I now return to the aforementioned differences between the eastern and western sectors of the Maya region during the Classic period. Why do we see more secondary titles along the Usumacinta, with those holding the titles more often participating in rituals that were generally restricted to royals only in the west (Jackson, 86–87)? This corresponds with Tokovinine’s findings of shared geopolitical collectivities in the east and center, but less so in the west (87–123). Furthermore, in the connections between settlements that were expressed in texts, antagonistic expressions were especially well represented in the west.37 I propose that these patterns may all be related to the Late Classic differences between the ways that power was funded in the west as opposed to elsewhere in the Maya region. In the west, along the Usumacinta, status goods, their production, distribution, and the routes and institutions involved in their transfer likely made up the greatest component of royal revenues. In contrast, in the central and eastern sectors of the Classic Maya realm, agrarian resources likely made up somewhat greater proportions of what funded power.
Trade goods and the routes they travel are relatively easy targets to pirate or commandeer. The likely insecurity generated by such opportunities and rivalries fits with both the seeming status-related concessions that were memorialized for specific subroyals (Jackson, 85–91) and the back-and-forth militaristic forays and proxy wars, which played out along the Usumacinta during the Late Classic period.38 The greatest threat to the royals whose polities sat along the Usumacinta did not lie with the allegiance of their commoner followers but rather with their elite regents, whose continued loyalty and support helped prop the royal’s power by maintaining controls over precious goods and their supply channels. When interelite relations broke down, wars could ensue, and war booty likely was another external form of revenue that sustained suzerains in the Usumacinta region. A vicious competitive cycle was kicked off during the Late Classic, and it led eventually to large-scale abandonments up and down the river.39 In the rest of the Classic Maya realm, where power seems to have been funded somewhat differently, elites seemingly behaved rather less flamboyantly (at least at times).40 One such episode of lessened flamboyance appears to have closely co-occurred with heavy investments in large-scale agricultural terracing. In the north and east of the Classic Maya area, polities and populations were somewhat more resilient to the intense political upheavals and the extreme demographic transitions that took place toward the end of the Classic period.

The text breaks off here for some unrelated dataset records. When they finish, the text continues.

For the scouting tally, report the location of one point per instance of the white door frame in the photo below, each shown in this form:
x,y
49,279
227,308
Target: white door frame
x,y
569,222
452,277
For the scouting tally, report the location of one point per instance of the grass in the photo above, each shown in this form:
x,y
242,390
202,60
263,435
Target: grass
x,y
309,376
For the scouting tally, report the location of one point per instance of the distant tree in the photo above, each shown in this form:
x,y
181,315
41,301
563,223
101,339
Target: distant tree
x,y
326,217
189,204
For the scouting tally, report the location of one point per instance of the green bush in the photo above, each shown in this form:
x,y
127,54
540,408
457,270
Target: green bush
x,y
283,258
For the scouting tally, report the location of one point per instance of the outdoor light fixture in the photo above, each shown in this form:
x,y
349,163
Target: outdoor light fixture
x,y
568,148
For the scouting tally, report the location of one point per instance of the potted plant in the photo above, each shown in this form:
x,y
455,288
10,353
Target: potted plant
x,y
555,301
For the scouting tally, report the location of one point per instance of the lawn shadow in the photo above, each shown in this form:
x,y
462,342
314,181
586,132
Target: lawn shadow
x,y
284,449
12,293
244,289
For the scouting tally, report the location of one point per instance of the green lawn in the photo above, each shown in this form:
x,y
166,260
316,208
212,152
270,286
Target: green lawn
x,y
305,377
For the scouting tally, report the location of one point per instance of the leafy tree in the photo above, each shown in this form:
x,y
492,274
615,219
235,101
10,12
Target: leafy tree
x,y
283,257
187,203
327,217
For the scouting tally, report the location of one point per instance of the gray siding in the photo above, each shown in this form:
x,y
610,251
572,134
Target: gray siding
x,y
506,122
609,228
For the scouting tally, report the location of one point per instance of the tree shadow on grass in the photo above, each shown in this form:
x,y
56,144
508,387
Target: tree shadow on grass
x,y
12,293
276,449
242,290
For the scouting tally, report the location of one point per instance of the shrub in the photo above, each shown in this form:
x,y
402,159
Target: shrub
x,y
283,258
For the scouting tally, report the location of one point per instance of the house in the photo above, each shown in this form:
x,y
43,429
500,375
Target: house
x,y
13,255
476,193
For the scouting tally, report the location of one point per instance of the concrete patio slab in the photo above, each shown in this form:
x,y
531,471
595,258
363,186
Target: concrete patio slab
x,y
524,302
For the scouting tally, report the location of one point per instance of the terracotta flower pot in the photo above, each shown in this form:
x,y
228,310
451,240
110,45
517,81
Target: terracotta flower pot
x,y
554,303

Structure 1 was built on a broad platform at Bonampak, a mid-sized Maya center of its time where the rulers had a history of complex and shifting ties to elites from other communities, including some that were larger or more powerful. The patrons who commissioned the incredible Bonampak paintings must have viewed the undertaking as a worthy investment regardless of the enormous expenditures that were consumed in planning, labor, and materials. If the rule-related sequence of events that they wanted told was eventually legitimized and/or sanctioned by their coelites, who were meant to view the paintings, then the status and positions of those who produced them, maybe even their very lives, would have had a greater chance to be celebrated and sustained. Unfortunately, despite the artists’ attention to detail and the brilliance of the masterwork, that is not precisely how this matter was destined to end.